Abstract
Purpose:
Posterior scleritis is a less common form of scleral inflammation that can be easily misdiagnosed or overlooked. The physician often uses a patient’s history in conjunction with exam findings and imaging studies to make a clinical diagnosis. Exam findings can be limited. As such, B-scan ultrasonography has become the mainstay in diagnosing posterior scleritis. Current literature often cites the value of 2mm and greater of scleral thickening to diagnose the disease. However, we hypothesize that values less than 2mm on ultrasound are often encountered in symptomatic disease. By using the contralateral eye as a control and updating population norms of scleral thickness, we can enhance the sensitivity of diagnosis with B-scan ultrasound.
Methods:
The retrospective case series study included patients with active posterior scleritis and a control group. All patients were obtained from a uveitis clinic at a tertiary-care center under one provider. Scleral thickness was measured with ultrasound by one trained clinician. Measurements of scleral thickness were made at initial examination using the mean cross-section of the sclera at the posterior pole. Additional anatomical changes were also noted, such as “T-signs” or fluid collection between the optic nerve and sclera, scleral nodules, and optic disc sheath distension.
Results:
Eight patients (16 eyes) were included.
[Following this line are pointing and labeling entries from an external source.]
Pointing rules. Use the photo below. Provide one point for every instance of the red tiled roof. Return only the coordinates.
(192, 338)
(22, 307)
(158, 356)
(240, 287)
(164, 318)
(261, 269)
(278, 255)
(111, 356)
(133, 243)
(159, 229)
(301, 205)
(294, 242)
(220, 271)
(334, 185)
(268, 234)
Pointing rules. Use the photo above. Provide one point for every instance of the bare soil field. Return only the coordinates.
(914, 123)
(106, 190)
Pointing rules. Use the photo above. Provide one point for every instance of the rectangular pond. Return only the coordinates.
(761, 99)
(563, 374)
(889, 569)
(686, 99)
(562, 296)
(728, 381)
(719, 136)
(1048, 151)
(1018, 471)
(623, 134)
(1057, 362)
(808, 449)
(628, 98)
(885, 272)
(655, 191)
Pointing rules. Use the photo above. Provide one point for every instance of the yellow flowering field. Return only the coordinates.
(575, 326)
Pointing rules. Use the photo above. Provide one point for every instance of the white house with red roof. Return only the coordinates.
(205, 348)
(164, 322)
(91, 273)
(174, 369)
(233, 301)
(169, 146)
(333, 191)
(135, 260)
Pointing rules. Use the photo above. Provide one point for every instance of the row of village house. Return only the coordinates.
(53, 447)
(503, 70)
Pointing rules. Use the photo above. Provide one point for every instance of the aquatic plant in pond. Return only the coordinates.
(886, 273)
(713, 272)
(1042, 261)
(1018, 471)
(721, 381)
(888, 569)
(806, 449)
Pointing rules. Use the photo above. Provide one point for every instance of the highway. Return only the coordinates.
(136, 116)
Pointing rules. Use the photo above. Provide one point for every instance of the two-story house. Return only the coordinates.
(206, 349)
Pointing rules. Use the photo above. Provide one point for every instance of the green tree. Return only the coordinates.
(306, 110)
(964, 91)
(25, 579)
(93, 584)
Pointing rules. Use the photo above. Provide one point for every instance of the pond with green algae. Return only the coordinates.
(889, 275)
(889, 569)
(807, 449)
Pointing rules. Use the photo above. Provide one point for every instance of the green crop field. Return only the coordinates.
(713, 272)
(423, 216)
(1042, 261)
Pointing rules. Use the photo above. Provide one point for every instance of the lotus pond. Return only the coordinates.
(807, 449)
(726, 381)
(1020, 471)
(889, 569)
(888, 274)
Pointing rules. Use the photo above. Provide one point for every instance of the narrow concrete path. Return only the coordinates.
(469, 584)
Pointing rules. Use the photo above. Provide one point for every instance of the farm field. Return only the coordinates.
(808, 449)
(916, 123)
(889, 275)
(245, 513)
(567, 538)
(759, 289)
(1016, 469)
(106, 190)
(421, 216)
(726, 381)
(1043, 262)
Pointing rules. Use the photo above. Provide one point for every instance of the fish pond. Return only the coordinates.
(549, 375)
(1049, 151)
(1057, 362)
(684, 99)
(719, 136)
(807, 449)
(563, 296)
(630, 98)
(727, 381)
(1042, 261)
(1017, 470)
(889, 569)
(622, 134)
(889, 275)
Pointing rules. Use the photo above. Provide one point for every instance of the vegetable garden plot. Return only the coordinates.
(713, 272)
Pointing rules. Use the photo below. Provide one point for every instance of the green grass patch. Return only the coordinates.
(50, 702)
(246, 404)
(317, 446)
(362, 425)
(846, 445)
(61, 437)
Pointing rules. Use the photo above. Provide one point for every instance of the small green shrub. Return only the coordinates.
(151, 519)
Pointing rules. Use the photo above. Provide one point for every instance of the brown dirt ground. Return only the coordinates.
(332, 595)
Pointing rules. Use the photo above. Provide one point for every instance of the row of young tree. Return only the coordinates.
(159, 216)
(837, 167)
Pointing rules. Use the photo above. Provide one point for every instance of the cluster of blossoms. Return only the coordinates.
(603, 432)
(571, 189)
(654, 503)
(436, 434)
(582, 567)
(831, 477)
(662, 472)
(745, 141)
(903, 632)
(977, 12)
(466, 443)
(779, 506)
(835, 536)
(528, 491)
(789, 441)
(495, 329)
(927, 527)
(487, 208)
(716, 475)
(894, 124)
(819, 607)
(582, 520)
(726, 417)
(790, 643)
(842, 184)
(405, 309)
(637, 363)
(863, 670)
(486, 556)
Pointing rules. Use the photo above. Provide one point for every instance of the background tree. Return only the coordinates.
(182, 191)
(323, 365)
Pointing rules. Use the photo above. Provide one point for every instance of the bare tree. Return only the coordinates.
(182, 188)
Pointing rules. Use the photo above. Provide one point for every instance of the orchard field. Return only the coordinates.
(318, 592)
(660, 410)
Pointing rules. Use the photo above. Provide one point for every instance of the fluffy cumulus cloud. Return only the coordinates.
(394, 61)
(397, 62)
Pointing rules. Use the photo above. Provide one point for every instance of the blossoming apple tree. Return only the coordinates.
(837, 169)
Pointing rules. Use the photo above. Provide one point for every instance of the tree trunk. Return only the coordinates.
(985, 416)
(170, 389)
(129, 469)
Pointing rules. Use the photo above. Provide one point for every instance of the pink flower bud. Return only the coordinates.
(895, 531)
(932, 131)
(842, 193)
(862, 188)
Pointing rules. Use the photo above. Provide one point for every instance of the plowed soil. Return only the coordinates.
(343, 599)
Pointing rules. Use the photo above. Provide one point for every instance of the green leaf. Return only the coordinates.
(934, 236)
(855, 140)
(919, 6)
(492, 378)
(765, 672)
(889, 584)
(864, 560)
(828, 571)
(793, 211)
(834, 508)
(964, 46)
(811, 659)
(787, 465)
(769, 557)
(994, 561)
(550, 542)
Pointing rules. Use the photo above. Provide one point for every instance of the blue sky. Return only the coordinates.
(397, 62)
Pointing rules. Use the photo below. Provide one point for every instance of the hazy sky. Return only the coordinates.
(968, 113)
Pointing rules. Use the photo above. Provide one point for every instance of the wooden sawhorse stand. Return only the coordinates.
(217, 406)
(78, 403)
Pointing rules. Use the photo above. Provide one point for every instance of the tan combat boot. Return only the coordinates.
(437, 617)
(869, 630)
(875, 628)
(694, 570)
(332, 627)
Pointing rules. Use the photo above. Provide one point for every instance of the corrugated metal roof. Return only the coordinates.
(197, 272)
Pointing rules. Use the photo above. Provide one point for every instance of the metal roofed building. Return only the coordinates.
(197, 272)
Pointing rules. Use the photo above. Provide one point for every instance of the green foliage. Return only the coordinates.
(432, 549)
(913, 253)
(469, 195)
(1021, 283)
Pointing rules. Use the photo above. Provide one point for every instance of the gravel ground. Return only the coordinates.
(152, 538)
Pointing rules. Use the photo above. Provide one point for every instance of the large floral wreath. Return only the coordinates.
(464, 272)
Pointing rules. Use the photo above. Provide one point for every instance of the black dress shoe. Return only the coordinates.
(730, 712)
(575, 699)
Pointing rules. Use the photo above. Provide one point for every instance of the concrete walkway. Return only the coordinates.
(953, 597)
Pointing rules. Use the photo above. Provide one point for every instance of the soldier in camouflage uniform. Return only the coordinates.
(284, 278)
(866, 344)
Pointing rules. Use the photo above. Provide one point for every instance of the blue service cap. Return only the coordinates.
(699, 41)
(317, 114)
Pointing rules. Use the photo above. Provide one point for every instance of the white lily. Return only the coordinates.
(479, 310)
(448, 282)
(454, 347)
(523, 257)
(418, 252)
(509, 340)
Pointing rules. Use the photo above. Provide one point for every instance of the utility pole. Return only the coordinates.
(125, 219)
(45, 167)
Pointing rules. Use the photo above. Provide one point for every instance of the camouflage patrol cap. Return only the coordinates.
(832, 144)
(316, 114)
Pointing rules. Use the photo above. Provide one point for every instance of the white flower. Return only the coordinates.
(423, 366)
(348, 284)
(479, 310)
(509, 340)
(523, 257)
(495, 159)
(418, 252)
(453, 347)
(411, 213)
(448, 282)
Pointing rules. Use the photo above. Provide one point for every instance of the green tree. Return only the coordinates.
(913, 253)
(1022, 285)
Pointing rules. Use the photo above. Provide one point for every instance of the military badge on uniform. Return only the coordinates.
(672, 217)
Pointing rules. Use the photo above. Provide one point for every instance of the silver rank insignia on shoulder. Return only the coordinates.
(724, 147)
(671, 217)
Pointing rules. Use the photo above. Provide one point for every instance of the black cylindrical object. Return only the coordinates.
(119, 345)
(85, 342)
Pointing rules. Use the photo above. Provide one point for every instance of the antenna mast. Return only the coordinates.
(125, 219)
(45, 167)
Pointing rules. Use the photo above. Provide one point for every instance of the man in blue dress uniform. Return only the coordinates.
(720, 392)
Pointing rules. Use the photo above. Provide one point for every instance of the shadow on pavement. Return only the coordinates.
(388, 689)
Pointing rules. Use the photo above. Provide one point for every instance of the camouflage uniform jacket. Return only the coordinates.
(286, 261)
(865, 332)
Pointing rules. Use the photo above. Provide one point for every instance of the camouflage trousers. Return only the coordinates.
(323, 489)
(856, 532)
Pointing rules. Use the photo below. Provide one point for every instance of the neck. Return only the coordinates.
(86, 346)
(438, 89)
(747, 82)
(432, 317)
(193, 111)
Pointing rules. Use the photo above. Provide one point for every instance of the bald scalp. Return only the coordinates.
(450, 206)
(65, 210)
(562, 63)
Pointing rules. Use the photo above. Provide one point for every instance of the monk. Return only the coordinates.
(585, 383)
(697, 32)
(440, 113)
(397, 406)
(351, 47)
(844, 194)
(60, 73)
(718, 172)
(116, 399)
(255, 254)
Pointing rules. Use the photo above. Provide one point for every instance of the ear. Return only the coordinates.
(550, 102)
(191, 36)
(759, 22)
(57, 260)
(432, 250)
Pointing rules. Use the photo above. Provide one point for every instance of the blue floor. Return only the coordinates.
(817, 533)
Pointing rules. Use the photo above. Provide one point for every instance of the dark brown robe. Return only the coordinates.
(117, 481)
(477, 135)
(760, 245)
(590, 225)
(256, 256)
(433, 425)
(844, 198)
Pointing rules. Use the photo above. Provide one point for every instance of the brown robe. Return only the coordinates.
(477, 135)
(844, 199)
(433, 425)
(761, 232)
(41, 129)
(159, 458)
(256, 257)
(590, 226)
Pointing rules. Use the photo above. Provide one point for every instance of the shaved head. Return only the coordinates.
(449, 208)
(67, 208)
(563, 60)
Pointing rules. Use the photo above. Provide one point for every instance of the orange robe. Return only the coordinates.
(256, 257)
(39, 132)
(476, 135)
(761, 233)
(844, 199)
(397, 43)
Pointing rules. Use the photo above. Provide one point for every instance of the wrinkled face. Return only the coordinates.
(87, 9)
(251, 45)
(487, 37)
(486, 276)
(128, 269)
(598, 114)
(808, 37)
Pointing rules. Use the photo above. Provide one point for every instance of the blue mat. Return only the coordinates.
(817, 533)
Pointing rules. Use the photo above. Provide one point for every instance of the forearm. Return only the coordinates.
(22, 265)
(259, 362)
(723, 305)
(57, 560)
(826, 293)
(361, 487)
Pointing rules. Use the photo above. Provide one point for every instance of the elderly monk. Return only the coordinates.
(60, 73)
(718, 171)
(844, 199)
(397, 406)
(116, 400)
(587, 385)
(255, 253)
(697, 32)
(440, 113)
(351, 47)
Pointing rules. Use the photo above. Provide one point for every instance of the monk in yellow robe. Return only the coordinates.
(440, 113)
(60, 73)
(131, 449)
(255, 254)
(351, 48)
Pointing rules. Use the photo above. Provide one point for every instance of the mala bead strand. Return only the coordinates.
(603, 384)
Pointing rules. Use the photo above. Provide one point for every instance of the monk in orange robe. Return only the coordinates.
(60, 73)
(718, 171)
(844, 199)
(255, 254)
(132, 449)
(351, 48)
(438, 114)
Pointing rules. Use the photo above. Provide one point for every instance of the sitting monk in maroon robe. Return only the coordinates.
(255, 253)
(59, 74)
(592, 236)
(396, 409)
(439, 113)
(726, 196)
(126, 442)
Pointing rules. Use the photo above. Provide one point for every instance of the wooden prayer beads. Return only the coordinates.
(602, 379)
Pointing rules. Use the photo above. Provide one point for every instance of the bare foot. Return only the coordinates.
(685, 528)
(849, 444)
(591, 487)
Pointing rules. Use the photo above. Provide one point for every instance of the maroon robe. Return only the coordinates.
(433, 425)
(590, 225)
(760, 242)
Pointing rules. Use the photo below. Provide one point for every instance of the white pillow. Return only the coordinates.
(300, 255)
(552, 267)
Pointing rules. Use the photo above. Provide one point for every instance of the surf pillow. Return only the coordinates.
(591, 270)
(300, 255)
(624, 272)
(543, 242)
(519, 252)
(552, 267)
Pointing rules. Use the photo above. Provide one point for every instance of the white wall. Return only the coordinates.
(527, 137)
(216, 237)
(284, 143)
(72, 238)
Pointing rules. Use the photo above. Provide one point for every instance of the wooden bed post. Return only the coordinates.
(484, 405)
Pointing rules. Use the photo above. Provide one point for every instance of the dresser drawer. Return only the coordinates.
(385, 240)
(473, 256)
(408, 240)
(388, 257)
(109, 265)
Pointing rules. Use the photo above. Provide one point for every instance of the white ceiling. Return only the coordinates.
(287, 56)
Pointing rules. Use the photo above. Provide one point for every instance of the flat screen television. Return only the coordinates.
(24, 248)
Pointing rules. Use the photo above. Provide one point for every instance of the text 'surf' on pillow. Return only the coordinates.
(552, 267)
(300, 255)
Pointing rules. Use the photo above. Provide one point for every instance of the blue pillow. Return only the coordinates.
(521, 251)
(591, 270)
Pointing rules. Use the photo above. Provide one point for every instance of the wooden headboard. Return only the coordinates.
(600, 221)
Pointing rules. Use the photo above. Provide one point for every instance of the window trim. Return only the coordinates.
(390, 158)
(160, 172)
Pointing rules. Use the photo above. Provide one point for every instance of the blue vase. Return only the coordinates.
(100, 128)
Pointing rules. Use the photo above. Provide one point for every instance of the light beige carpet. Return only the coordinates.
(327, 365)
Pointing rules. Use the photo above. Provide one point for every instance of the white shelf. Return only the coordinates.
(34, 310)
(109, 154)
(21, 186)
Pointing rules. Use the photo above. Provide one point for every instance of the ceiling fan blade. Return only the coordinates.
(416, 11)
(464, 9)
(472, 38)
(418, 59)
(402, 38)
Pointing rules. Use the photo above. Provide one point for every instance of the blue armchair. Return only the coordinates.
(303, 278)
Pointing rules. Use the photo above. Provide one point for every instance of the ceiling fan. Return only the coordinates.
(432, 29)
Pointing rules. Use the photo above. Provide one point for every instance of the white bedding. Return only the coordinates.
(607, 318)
Scleral thickness was measured in 81.3% of patients and measurements were reproducible. The scleral thickness in inflamed eyes was 1.94 ± 0.18mm. This was compared to normal data showing thickness of 0.94 ± 0.18mm. A significant difference was seen between the normal mean and patients with posterior scleritis (P value < 0.00001). A subset of patients had one unaffected eye and one affected eye which were compared. The scleral thickness between their two eyes was significantly different (P value of 0.03). Although scleral thickening was evident on the images of all inflamed patients, only five eyes presented with scleral thickness ≤ 2mm. Three eyes presented with T-signs. No eyes showed scleral nodules. One eye showed optic disc sheath distention.
Conclusions:
Our results are consistent with our hypothesis that B-scan ultrasound can be effectively used to observe disease at values less than 2mm. It also opens a dialogue for updated guidelines regarding B-scan ultrasound for posterior scleritis, ultimately to improve the sensitivity of diagnostic testing.